The Office of the Data Protection Authority (ODPA) has released personal data breach statistics for Q3 2025.
The ODPA saw a rise in self-reported personal data breaches compared to the second quarter, with an increase in their average severity.
Following 53 breaches in the first quarter and 52 in the second, the ODPA processed a total of 62 self-reported breaches in the third quarter of this year. It is encouraging to note that organisations are recognising their obligation to report data breaches, which in many cases enables the ODPA to assist in mitigating the damage from the breach.
In most cases an organisation became aware of the breach through a customer or third party, rather than discovering it themselves. We would encourage organisations to actively monitor for intrusions as the quicker a breach can be detected the more that any ensuing harm can be reduced.
15 of the breaches were deemed ‘not reportable’ due to the low level of risk posed. We have included a case study below to illustrate the types of breaches that may not be reportable and why.
Of the 62 reported breaches in Q3, 20 were classified as high-risk, compared to 14 and eight in each of the last two quarters.
Case study
A volunteer at a sports club was sending an email to fellow volunteers about an upcoming event but forgot to blind copy (bcc) the recipients meaning they could see the email addresses of other recipients. Concerned that they had committed a breach of data protection law, they considered self-reporting this to the ODPA.
Membership of the recipient list did not reveal any special category data and merely revealed affiliation to the sports club. The sports club’s committee established that the individuals already knew each other and did not know of any grievances amongst them.

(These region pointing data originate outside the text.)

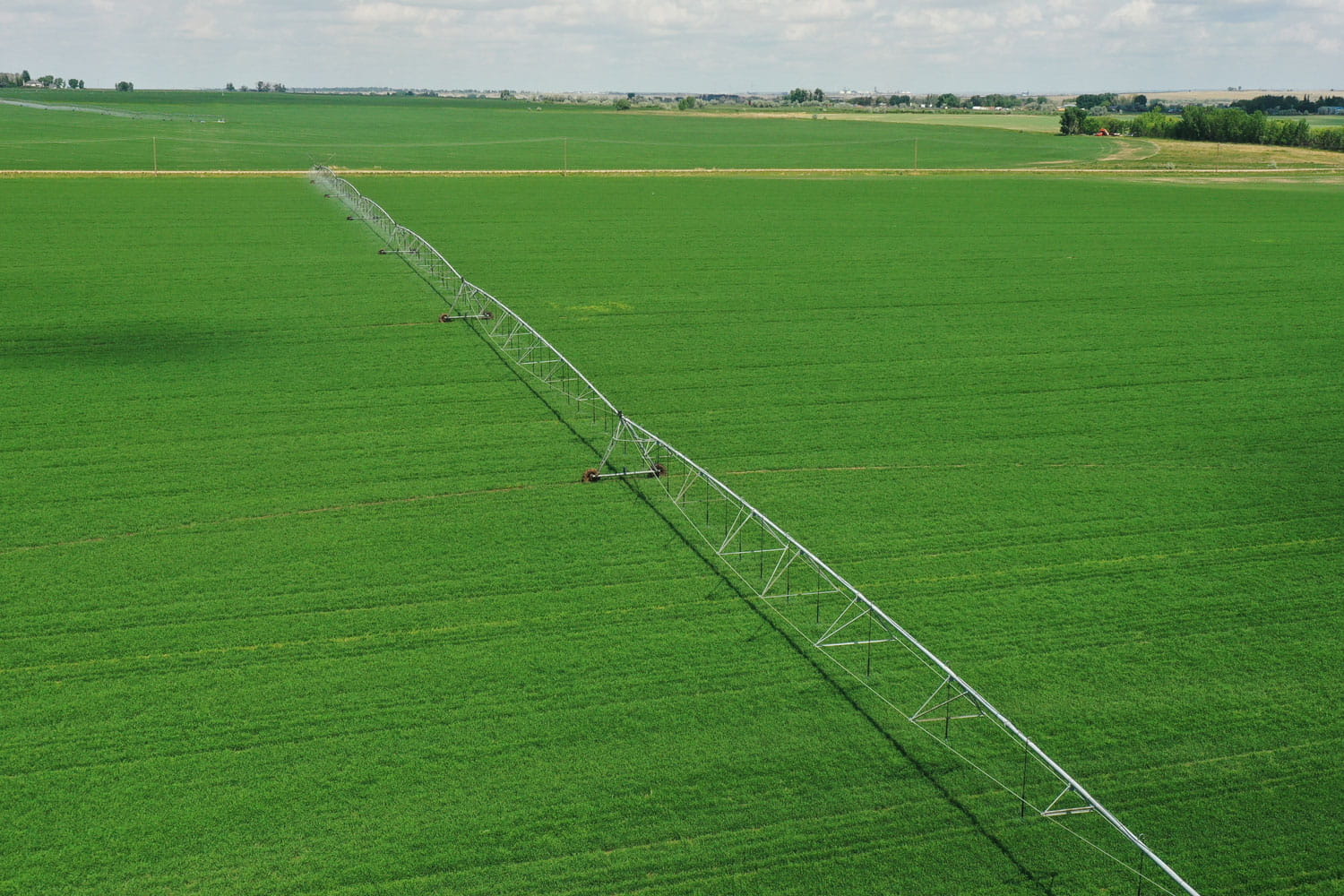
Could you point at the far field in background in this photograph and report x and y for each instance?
(1088, 457)
(303, 592)
(292, 131)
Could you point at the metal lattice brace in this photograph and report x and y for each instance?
(784, 575)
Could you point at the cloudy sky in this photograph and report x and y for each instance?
(702, 46)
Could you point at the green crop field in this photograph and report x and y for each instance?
(292, 131)
(303, 594)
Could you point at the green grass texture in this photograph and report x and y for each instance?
(1085, 457)
(303, 594)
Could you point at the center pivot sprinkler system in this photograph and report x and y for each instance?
(898, 676)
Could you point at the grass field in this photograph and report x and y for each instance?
(303, 594)
(292, 131)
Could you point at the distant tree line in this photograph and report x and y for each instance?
(263, 86)
(1271, 104)
(22, 78)
(801, 94)
(1233, 125)
(930, 101)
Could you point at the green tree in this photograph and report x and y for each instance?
(1073, 120)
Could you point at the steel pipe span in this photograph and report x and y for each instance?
(747, 535)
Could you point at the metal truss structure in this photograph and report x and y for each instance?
(897, 675)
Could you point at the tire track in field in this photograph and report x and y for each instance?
(1101, 563)
(279, 514)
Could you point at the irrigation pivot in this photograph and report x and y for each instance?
(894, 670)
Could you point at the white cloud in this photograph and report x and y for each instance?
(685, 45)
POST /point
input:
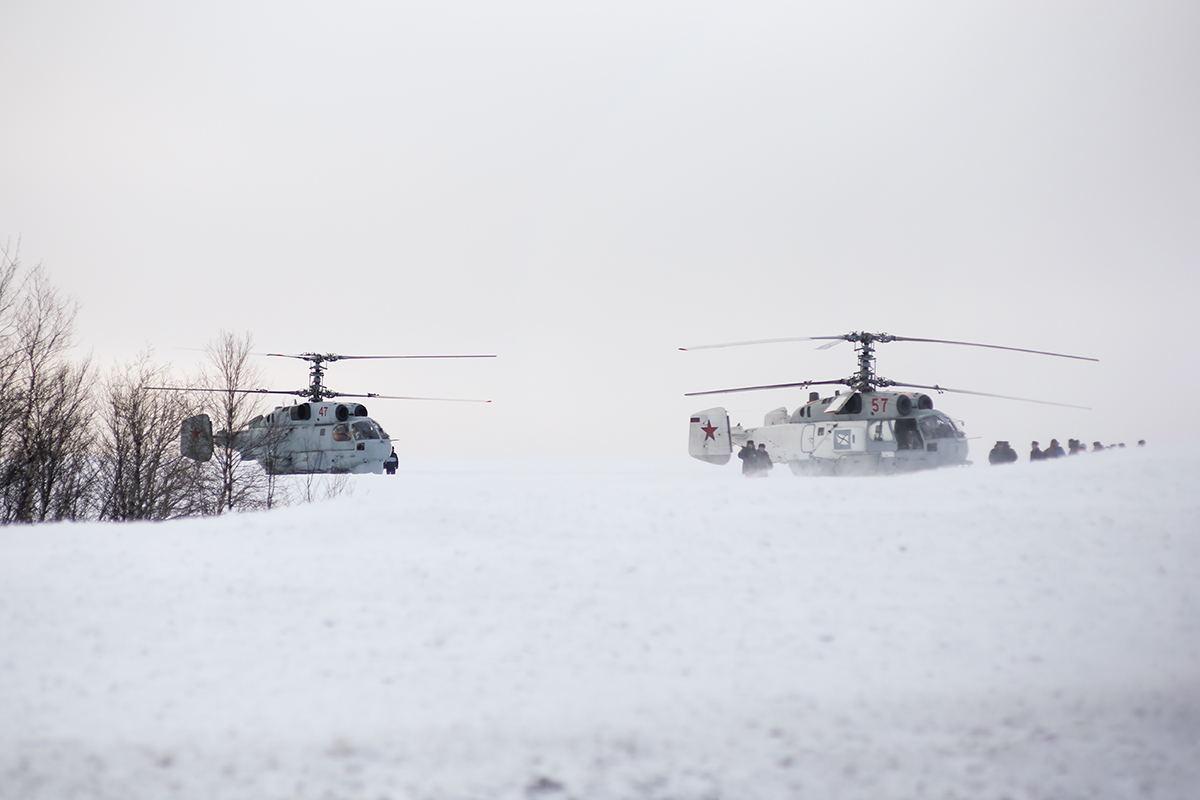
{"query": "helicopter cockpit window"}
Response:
(364, 429)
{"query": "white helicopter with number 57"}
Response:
(322, 435)
(862, 432)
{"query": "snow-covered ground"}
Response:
(575, 631)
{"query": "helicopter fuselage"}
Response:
(849, 433)
(329, 438)
(301, 439)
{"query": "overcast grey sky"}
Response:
(583, 187)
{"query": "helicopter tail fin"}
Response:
(196, 438)
(708, 435)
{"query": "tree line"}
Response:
(81, 443)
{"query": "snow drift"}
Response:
(1027, 631)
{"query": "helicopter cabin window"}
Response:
(906, 435)
(935, 427)
(881, 431)
(365, 431)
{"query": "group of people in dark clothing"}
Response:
(1003, 453)
(755, 461)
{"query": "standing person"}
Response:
(749, 456)
(1002, 453)
(762, 461)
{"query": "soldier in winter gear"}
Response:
(1002, 453)
(749, 456)
(762, 461)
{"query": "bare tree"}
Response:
(240, 482)
(46, 471)
(141, 471)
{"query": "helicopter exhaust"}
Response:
(196, 438)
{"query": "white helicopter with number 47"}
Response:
(321, 435)
(862, 432)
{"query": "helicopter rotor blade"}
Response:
(786, 338)
(444, 400)
(994, 347)
(334, 356)
(754, 389)
(489, 355)
(965, 391)
(227, 391)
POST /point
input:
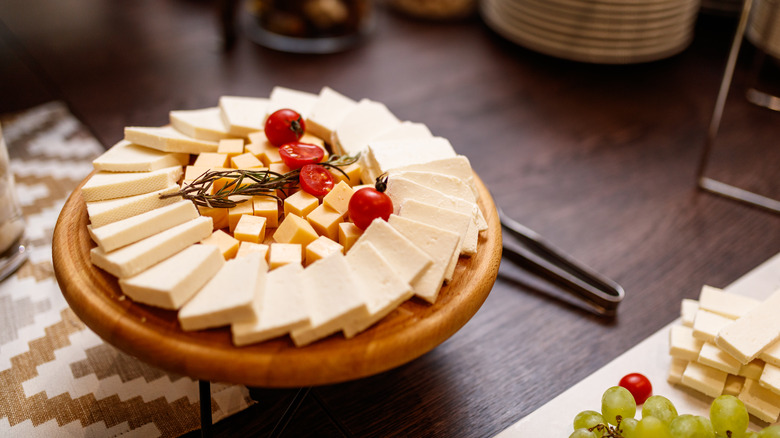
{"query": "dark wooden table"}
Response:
(599, 159)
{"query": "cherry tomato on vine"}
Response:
(638, 385)
(368, 204)
(316, 180)
(284, 126)
(296, 154)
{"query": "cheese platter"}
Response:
(92, 283)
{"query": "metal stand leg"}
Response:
(712, 185)
(281, 425)
(204, 387)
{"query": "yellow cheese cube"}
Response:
(228, 246)
(211, 160)
(250, 229)
(295, 229)
(325, 221)
(246, 161)
(348, 234)
(281, 254)
(268, 208)
(231, 146)
(217, 215)
(338, 197)
(300, 203)
(352, 174)
(321, 248)
(242, 208)
(245, 248)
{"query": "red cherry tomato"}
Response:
(368, 204)
(284, 126)
(295, 155)
(638, 385)
(316, 180)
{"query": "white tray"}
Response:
(651, 358)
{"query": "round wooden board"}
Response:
(153, 335)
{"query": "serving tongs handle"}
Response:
(538, 255)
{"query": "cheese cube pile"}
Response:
(730, 344)
(295, 266)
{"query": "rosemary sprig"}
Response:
(260, 183)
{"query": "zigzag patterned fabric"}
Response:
(57, 377)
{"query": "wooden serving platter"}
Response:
(153, 335)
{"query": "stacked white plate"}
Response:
(597, 31)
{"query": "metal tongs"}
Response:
(536, 254)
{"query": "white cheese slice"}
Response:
(278, 311)
(112, 185)
(688, 311)
(676, 368)
(128, 157)
(403, 255)
(300, 101)
(401, 189)
(449, 220)
(105, 212)
(771, 354)
(382, 156)
(733, 385)
(682, 344)
(713, 356)
(168, 139)
(365, 121)
(203, 124)
(723, 303)
(458, 166)
(753, 369)
(139, 256)
(332, 299)
(704, 379)
(243, 115)
(378, 283)
(404, 131)
(228, 296)
(449, 185)
(135, 228)
(176, 279)
(770, 378)
(328, 112)
(438, 243)
(760, 402)
(759, 328)
(706, 325)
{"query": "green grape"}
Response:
(770, 432)
(651, 427)
(627, 427)
(729, 416)
(688, 426)
(707, 425)
(583, 433)
(659, 407)
(587, 419)
(617, 401)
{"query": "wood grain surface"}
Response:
(599, 159)
(154, 335)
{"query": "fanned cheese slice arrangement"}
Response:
(172, 219)
(728, 344)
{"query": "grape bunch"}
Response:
(728, 419)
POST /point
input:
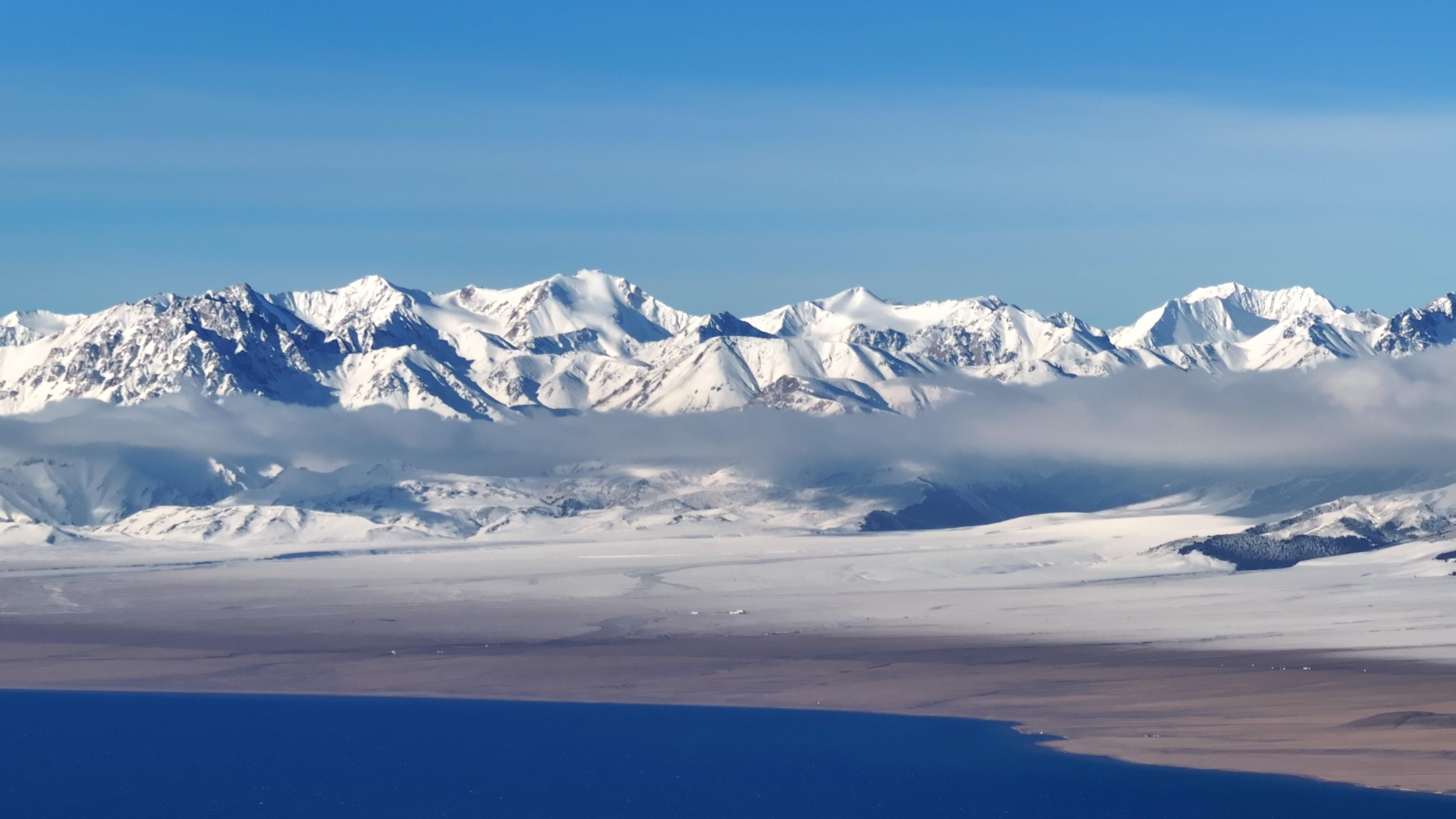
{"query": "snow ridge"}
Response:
(599, 343)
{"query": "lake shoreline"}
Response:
(1257, 712)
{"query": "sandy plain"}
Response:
(1068, 624)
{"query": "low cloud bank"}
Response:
(1343, 416)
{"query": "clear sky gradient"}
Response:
(1094, 158)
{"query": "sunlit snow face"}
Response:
(1390, 411)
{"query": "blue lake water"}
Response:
(164, 755)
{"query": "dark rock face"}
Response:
(1250, 551)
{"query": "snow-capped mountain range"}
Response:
(596, 343)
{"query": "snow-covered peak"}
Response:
(618, 312)
(1225, 314)
(851, 312)
(30, 326)
(369, 301)
(1267, 304)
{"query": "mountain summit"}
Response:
(598, 342)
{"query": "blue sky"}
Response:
(1095, 158)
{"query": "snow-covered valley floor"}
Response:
(1069, 577)
(1074, 624)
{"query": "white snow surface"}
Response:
(1052, 577)
(596, 342)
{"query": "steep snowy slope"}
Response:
(595, 342)
(33, 326)
(1237, 328)
(1347, 525)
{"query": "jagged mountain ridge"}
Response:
(595, 342)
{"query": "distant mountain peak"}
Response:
(590, 340)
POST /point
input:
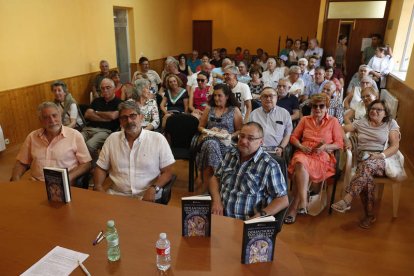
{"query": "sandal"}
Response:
(302, 211)
(341, 206)
(367, 222)
(290, 219)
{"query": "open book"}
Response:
(196, 216)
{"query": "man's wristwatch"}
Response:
(157, 188)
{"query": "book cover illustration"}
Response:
(258, 240)
(196, 216)
(57, 184)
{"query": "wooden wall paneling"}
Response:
(405, 98)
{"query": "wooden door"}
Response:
(203, 36)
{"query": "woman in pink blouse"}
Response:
(315, 137)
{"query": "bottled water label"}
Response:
(163, 251)
(113, 242)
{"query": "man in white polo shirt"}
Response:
(139, 161)
(240, 90)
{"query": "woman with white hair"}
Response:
(148, 106)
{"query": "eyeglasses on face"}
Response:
(131, 116)
(377, 109)
(248, 137)
(320, 106)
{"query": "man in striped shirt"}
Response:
(248, 183)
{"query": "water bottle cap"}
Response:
(110, 223)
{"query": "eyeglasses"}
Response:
(249, 138)
(321, 106)
(377, 109)
(214, 119)
(131, 116)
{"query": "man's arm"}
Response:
(18, 170)
(214, 188)
(99, 177)
(160, 181)
(78, 171)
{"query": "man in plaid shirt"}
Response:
(248, 183)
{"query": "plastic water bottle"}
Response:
(112, 239)
(163, 253)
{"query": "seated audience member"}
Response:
(247, 58)
(288, 48)
(243, 75)
(238, 55)
(363, 71)
(263, 61)
(205, 59)
(240, 90)
(304, 74)
(218, 72)
(175, 99)
(276, 123)
(340, 54)
(256, 86)
(153, 76)
(336, 108)
(374, 131)
(102, 118)
(316, 86)
(272, 76)
(96, 87)
(67, 105)
(296, 53)
(139, 162)
(314, 51)
(369, 52)
(248, 183)
(316, 137)
(354, 96)
(53, 145)
(198, 96)
(147, 105)
(222, 116)
(287, 100)
(297, 85)
(381, 65)
(336, 71)
(330, 77)
(183, 67)
(194, 61)
(119, 86)
(368, 95)
(216, 60)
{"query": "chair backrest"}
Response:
(166, 191)
(180, 129)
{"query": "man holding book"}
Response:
(248, 183)
(139, 162)
(53, 145)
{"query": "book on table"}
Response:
(57, 184)
(259, 235)
(196, 216)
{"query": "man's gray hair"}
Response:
(140, 84)
(233, 69)
(129, 105)
(45, 105)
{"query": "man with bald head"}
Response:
(102, 117)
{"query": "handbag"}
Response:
(317, 202)
(394, 167)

Therefore, they rightly concluded that they did not need to inform the ODPA.
Why didn’t this need reporting?
A personal data breach is defined in the Law as a breach of security leading to accidental or unlawful destruction, loss or alteration of personal data or unauthorised disclosure of or access to personal data.
If you become aware of a breach, you are legally obliged to tell the ODPA within 72 hours after becoming aware unless the breach is unlikely to result in any harm to the individuals whose data are involved.
In this instance, the breach was unlikely to result in any harm to the individuals whose email addresses were revealed, therefore it was not necessary to inform the ODPA.
Incidents that do not meet the reporting threshold do still need to be included on an internal breach log.